Uncertainty Reduction in Customer Conversion Prediction

Overview

Predicting whether a customer will convert on an e-commerce platform sounds straightforward until 70% of your geographic segments have zero conversions. Standard logistic regression breaks entirely in this scenario, producing infinite coefficients and unstable estimates. This project tackles that problem head-on using a Hierarchical Bayesian approach with partial pooling.

Built with PyMC, this was my final project for STP 505.
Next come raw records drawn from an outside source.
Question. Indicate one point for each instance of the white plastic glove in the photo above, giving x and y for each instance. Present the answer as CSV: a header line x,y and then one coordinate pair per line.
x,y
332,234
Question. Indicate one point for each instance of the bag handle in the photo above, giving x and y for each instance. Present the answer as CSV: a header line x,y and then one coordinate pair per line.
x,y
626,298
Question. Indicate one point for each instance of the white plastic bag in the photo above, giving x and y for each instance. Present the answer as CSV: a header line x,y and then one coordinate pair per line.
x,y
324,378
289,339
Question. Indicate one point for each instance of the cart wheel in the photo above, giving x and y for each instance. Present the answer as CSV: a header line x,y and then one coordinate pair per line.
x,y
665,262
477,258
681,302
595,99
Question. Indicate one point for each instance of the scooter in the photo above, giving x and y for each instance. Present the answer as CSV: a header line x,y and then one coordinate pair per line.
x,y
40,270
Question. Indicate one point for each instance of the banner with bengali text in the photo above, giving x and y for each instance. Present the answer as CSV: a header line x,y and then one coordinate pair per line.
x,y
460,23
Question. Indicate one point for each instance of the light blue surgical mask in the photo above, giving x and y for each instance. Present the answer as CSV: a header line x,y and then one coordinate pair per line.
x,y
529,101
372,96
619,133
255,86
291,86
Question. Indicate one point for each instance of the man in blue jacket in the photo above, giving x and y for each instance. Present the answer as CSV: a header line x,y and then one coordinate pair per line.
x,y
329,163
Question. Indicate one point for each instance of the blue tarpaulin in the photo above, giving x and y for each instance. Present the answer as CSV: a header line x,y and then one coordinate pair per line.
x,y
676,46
The Problem: Perfect Separation

The dataset contained ~100,000 customer interactions with a binary conversion target (1.6% global conversion rate). When we split conversion rates by geography, a stark pattern emerged:

Active cities (Lahore, Islamabad, Karachi) healthy conversion rates between 4.8% and 5.5%
Dead cities (Faisalabad, Gujranwala, Multan, Peshawar, Quetta, Rawalpindi, Sialkot) zero conversions across tens of thousands of observations

For Maximum Likelihood Estimation, zero conversions mean the log-odds approach −∞. The MLE algorithm tries to drive coefficients toward negative infinity, resulting in completely unstable, unusable estimates for exactly the cities a business most needs to understand.
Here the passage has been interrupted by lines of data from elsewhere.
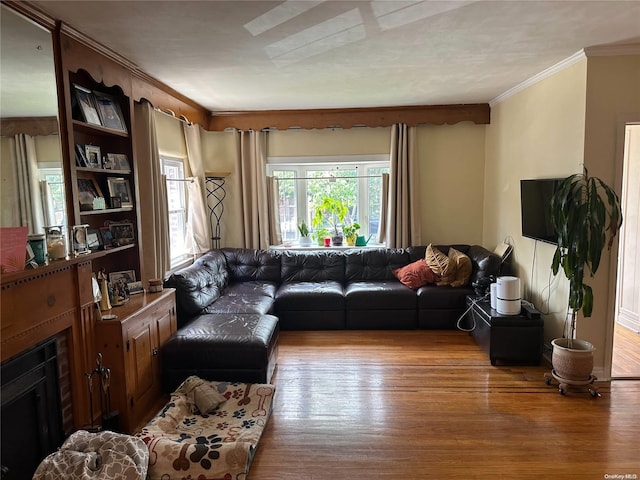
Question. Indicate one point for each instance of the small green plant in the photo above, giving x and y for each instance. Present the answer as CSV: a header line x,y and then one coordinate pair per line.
x,y
319,234
350,232
303,229
331,211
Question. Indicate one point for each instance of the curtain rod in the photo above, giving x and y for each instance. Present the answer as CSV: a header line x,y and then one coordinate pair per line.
x,y
188,180
331,179
171,113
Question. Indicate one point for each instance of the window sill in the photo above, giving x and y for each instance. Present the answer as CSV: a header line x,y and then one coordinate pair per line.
x,y
287,247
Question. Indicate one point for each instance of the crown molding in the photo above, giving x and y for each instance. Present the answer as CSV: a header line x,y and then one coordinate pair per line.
x,y
558,67
613,50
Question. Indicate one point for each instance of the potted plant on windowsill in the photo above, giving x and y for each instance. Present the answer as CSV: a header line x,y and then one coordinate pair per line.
x,y
305,239
584,210
333,212
350,233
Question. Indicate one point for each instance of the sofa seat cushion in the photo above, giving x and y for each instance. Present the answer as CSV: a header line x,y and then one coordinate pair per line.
x,y
230,347
383,295
303,296
267,289
432,297
250,303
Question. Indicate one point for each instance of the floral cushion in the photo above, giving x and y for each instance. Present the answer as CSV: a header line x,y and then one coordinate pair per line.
x,y
220,444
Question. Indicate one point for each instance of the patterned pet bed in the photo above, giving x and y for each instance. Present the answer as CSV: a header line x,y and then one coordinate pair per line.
x,y
101,456
207,431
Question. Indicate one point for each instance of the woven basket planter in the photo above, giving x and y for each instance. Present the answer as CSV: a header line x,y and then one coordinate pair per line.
x,y
575,363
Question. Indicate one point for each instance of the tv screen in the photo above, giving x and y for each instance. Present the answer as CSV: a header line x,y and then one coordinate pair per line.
x,y
535,197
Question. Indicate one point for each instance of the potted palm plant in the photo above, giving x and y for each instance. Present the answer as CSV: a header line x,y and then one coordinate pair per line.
x,y
585,214
333,212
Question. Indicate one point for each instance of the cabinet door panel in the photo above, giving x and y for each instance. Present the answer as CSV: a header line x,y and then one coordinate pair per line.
x,y
142,345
The Solution: Hierarchical Bayesian Modeling

We implemented four models in PyMC, each progressively adding hierarchical structure:

Model 1 — Flat Logistic Regression (Baseline) A standard logistic regression ignoring all group effects. Confirmed the failure case: unable to produce valid estimates for zero-conversion cities.

Model 2 — Hierarchical by Location Introduced a random intercept per city, drawn from a shared hyper-prior. This is the key insight instead of treating each city independently, the model borrows strength from the global average:

α location ~ Normal(μα, σα)
logit(p) = αlocation[i] + Σ βk * Xk

The hyper-prior pulls zero-conversion city estimates toward the global mean (shrinkage), producing valid, finite probability estimates.
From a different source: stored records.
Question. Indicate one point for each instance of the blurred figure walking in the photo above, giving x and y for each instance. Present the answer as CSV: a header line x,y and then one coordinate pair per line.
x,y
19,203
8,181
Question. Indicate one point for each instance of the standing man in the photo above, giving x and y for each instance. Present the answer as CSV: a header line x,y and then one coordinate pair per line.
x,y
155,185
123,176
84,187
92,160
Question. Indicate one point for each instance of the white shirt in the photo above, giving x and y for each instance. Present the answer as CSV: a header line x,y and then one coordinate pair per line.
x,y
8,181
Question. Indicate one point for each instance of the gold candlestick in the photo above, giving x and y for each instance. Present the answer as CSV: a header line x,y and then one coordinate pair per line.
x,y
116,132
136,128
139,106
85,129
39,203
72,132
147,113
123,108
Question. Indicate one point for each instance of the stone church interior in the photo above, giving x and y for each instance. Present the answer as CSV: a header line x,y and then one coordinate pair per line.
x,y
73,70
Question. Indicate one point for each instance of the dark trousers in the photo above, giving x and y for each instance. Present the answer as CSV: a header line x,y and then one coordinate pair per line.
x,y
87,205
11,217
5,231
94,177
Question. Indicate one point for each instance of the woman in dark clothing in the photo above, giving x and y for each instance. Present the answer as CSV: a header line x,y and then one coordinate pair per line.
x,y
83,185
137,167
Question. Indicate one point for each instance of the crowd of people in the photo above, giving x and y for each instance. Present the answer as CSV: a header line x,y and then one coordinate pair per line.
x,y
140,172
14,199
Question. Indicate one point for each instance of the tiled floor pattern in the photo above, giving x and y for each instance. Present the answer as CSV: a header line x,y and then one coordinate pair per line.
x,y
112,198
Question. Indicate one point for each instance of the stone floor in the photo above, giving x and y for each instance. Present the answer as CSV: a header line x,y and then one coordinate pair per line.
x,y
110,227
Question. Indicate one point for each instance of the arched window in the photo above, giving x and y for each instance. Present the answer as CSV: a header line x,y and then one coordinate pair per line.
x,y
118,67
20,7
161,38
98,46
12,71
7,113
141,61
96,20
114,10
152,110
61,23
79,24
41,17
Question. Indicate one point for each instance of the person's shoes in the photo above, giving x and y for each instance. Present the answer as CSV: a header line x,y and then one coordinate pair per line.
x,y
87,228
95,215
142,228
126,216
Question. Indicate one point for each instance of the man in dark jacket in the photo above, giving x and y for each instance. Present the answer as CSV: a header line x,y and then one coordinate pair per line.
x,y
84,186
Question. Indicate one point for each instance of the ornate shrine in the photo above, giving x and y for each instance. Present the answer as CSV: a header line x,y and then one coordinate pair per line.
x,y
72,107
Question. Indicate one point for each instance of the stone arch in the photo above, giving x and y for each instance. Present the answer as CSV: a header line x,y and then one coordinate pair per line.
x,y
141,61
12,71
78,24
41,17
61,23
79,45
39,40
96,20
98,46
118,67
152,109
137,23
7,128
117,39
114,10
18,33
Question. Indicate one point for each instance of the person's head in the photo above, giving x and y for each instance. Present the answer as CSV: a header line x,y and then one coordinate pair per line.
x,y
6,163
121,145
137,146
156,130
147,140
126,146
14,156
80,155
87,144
Model 3 — Hierarchical by Lead Source Same structure, but grouped by marketing channel (Email, Organic, Referral, Social Media) instead of location.

Model 4 — Crossed Hierarchical Combined both location and lead source random effects simultaneously.

Results

Model comparison via LOO (Leave-One-Out Cross-Validation) and Bayesian stacking gave a clear winner:

Model 2 (Hierarchical Location) is the best model.

The crossed model (Model 4) performed nearly identically but received a stacking weight of zero adding lead source effects contributed zero predictive value, meaning the added complexity was entirely redundant.

Model 3 (Lead Source only) performed dramatically worse, with a LOO score 1,091 points higher than the winner. Marketing channel is essentially noise compared to geography.

Shrinkage in Action

For the seven zero-conversion cities, the hierarchical model didn’t output 0% it shrank the estimates toward the global mean and produced valid conversion probabilities between 0.5% and 1.2%. That’s a conservative but honest answer: we haven’t seen a conversion here yet, but it’s possible.

What Actually Drives Conversion?

Looking at the fixed effects across behavioral features:

Pages Viewed the single strongest positive predictor. More pages = stronger intent signal.
Time on Site surprisingly weak. A user leaving a tab open is not the same as a user actively browsing.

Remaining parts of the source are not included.